A superintendente relata, em consonância com outros estados, que o Ministério da Saúde enviou o planejamento de voos apenas na véspera do início das entregas. No caso de Pernambuco, as vacinas da Pfizer chegariam às 1h20m da madrugada de sexta. Após a mobilização da secretaria de Saúde no aeroporto, as equipes receberam relatos em grupos de WhatsApp de que a IBL só funcionaria até às 19h. Nem mesmo o ministério soube orientá-los, segundo Ana Catarina.
Por fim, o governo pernambucano foi informado de que as vacinas só chegariam ao Recife às 10h40m. Ao retornarem pela manhã, os funcionários da secretaria tiveram uma nova surpresa: a empresa responsável pelo transporte não estava presente. Segundo a superintendente, a IBL informou que o caminhão já estava no aeroporto, o que não havia acontecido.
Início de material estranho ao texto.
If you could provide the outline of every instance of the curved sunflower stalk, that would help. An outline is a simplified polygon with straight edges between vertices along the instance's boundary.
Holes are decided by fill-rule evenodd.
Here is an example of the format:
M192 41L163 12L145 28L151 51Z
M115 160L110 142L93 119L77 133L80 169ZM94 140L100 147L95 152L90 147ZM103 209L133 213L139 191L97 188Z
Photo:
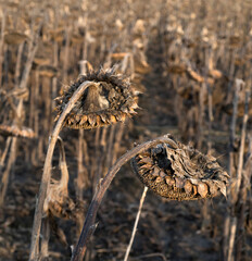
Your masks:
M96 215L104 194L116 173L130 159L140 181L162 197L193 200L215 197L218 191L226 196L229 176L216 159L174 140L168 134L141 144L122 156L102 179L90 203L72 261L83 260L87 243L96 229Z
M124 122L134 115L138 108L135 96L130 92L129 83L113 70L93 72L80 77L56 98L56 124L50 137L39 197L36 204L29 260L39 258L39 234L45 200L51 181L51 162L55 142L62 127L97 128L116 122Z

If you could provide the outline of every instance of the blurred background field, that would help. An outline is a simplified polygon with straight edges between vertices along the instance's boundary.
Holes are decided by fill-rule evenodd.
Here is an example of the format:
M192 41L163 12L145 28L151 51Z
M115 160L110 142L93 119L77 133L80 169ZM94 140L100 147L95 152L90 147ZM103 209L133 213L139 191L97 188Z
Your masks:
M173 134L216 157L227 198L176 202L148 192L129 260L252 259L252 2L0 1L0 260L27 260L55 101L90 67L129 77L138 113L124 124L64 128L70 192L86 213L115 160ZM59 178L56 149L53 177ZM99 210L85 260L123 260L142 184L129 164ZM75 245L79 224L56 219ZM49 260L70 260L55 235Z

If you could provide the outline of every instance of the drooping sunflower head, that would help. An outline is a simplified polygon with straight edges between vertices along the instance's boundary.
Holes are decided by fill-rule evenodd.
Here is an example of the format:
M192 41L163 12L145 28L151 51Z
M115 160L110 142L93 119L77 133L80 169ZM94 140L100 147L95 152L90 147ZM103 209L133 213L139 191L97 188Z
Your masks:
M127 116L136 113L137 97L131 91L129 83L121 75L115 75L113 70L100 70L83 75L61 97L55 99L59 103L55 121L60 117L75 90L84 82L93 82L93 85L85 90L66 116L65 126L94 128L124 122Z
M226 196L229 176L216 159L175 140L137 154L131 166L146 186L172 200Z

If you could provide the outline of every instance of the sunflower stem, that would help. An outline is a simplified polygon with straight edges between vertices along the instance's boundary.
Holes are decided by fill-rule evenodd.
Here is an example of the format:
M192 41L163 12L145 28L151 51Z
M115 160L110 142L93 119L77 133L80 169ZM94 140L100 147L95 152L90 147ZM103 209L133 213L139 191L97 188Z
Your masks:
M126 152L124 156L122 156L113 166L110 167L108 174L104 176L102 179L100 186L98 187L92 201L89 206L88 213L83 226L83 231L80 234L80 237L78 239L77 246L74 249L73 256L72 256L72 261L79 261L83 260L84 254L87 249L87 243L89 241L91 235L93 234L94 229L94 222L96 222L96 216L98 209L101 204L101 201L104 197L105 191L108 190L111 182L113 181L114 176L116 173L119 171L119 169L127 162L129 161L133 157L137 156L138 153L141 153L142 151L158 145L158 144L171 144L174 142L172 139L169 139L169 135L164 135L162 137L159 137L156 139L152 139L150 141L147 141L144 144L141 144L128 152Z
M85 89L91 85L96 85L93 82L84 82L78 89L74 92L73 97L70 99L68 103L66 104L64 111L62 112L61 116L59 117L56 125L52 132L52 135L49 140L49 146L47 150L47 156L43 164L43 173L41 177L39 195L36 202L35 215L34 215L34 225L32 232L32 244L30 244L30 253L29 253L29 261L38 260L39 258L39 235L41 228L41 220L42 220L42 212L43 212L43 203L47 197L48 185L51 178L51 162L52 162L52 154L54 151L55 142L58 140L58 136L61 132L61 128L64 124L65 117L74 108L77 100L84 94Z

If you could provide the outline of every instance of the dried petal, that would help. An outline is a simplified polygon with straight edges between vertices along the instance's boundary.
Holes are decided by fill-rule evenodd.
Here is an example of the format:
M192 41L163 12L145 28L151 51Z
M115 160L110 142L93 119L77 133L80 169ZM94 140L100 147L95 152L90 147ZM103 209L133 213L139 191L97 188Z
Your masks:
M206 195L209 194L209 186L205 183L200 183L198 185L198 192L202 198L205 198Z
M175 186L175 181L174 181L174 178L173 177L171 177L171 176L166 176L165 177L165 182L166 182L166 184L168 185L168 186Z
M189 181L186 181L184 189L186 194L190 195L192 192L192 184Z

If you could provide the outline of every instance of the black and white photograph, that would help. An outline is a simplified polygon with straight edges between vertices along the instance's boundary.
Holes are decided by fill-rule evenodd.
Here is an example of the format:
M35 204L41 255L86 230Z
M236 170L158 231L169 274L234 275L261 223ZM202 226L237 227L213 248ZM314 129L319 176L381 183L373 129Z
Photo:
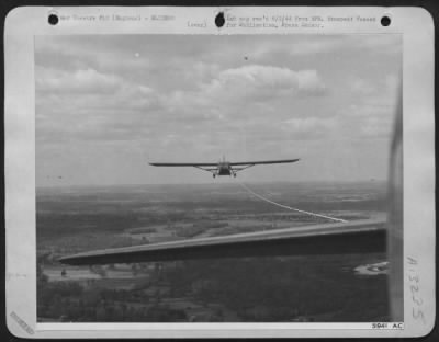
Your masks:
M14 337L431 331L426 10L18 8L4 71Z
M38 321L392 321L401 70L401 35L35 37Z

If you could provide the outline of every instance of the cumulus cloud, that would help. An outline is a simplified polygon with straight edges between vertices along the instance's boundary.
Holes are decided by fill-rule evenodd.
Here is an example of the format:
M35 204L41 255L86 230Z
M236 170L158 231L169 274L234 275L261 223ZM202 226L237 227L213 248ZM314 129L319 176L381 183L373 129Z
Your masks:
M250 65L226 69L204 86L203 93L212 99L255 101L294 95L320 95L326 86L316 70L294 71L273 66Z
M102 75L93 69L66 72L45 69L37 71L36 89L48 93L115 93L121 80L113 75Z

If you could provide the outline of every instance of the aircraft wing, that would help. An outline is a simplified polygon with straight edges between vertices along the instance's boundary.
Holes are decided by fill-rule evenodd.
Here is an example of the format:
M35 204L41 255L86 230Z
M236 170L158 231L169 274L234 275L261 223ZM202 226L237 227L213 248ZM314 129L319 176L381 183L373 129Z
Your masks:
M365 219L83 252L71 265L257 255L356 254L386 251L386 221Z
M217 167L217 162L149 162L154 167Z
M281 160L239 161L239 162L230 162L230 166L258 166L258 164L272 164L272 163L288 163L295 161L299 161L299 158L281 159Z

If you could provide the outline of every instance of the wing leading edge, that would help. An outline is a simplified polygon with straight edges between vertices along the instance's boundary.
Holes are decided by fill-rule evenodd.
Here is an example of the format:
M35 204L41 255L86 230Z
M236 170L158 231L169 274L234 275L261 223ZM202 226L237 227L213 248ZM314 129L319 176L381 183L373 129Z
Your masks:
M281 160L260 160L260 161L238 161L230 162L230 166L260 166L260 164L273 164L273 163L289 163L296 162L300 159L281 159Z
M71 265L188 259L385 252L385 220L319 224L250 233L98 250L59 259Z
M217 167L217 162L149 162L154 167Z

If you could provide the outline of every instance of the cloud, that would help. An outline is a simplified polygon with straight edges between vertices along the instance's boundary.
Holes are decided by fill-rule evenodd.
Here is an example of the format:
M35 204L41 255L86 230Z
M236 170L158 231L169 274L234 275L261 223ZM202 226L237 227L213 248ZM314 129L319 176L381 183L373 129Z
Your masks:
M250 65L226 69L204 86L203 94L218 101L267 101L279 96L322 95L326 86L316 70L294 71Z
M102 75L93 69L79 69L66 72L41 68L37 71L36 89L46 93L115 93L121 79L113 75Z

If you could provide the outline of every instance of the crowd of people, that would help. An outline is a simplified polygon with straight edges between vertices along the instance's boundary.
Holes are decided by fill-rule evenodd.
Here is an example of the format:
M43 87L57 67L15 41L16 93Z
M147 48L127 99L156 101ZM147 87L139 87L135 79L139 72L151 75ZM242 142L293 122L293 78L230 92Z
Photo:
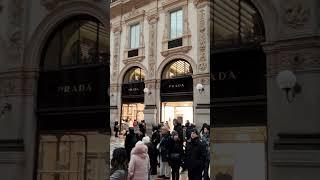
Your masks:
M154 175L170 179L171 175L172 180L179 180L187 170L189 180L209 180L209 125L203 124L198 131L188 121L182 125L182 119L174 119L173 124L172 131L167 123L153 126L151 137L145 134L145 123L136 124L139 130L130 127L125 147L113 151L110 179L149 180Z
Depois, recebeu uma comunicação do Departamento de Logística do Ministério da Saúde informando que a responsabilidade do transporte sempre fora do governo estadual. Por fim, o veículo da empresa só chegou próximo das 14h, quando a temperatura das doses já havia baixado consideravelmente – e com um furgão de pequeno porte, no lugar de um caminhão.
No Estado vizinho da Paraíba, os problemas se repetiram. Dessa vez, não houve problemas quanto à logística do voo, mas a secretaria de Saúde também teve problemas com a IBL. A pasta informou que houve espera de 2h30 entre a chegada do avião em João Pessoa e o transporte dos imunizantes. O órgão informou que não houve prejuízos quanto à estabilidade das doses.
Já na Bahia, a secretaria de Saúde relatou três reprogramações de voos, o que, segundo a pasta, acarretaram em dificuldades logísticas. A chegada estava prevista para 1h20m da manhã de sexta-feira, mas acabou ocorrendo apenas às 14h40m. Também houve oscilação das doses. Em consequência dos desencontros, não houve distribuição aérea das vacinas para os municípios baianos.
No Tocantins, o governo foi surpreendido por uma troca de voo de última hora. Mas, segundo apurou o blog, a empresa sequer chegou a aparecer no aeroporto de Palmas. De acordo com a secretaria de Saúde, foi necessário que um representante do Ministério da Saúde no estado buscasse as vacinas para levá-las à central estadual. Em Minas Gerais, houve mudança de voos em relação ao planejamento do ministério, segundo a secretaria de Saúde, sem intercorrências no deslocamento.
O Ministério da Saúde informou que investiga as falhas relatadas pelos Estados. Em nota, a pasta afirmou que não houve prejuízo a nenhum dos imunizantes pediátricos entregues na primeira remessa e que “prestou toda assistência aos entes federados no processo de envio da doses”.
Indagado sobre a troca da empresa em um momento crítico para a proteção da população infantil, a Saúde alegou que a IBL foi contratada em um processo seletivo no qual concorreram diversas empresas, inclusive a VTCLOG, que ainda cuida dos contratos de vacinas Pfizer aplicadas em adultos. “O contrato com a IBL prevê o transporte a temperaturas ultra frias, na faixa dos 60°C aos 90° C negativos, como exige o imunizante pediátrico para que se mantenha a validade original e que não está previsto no atual contrato com a VTCLOG”, justificou.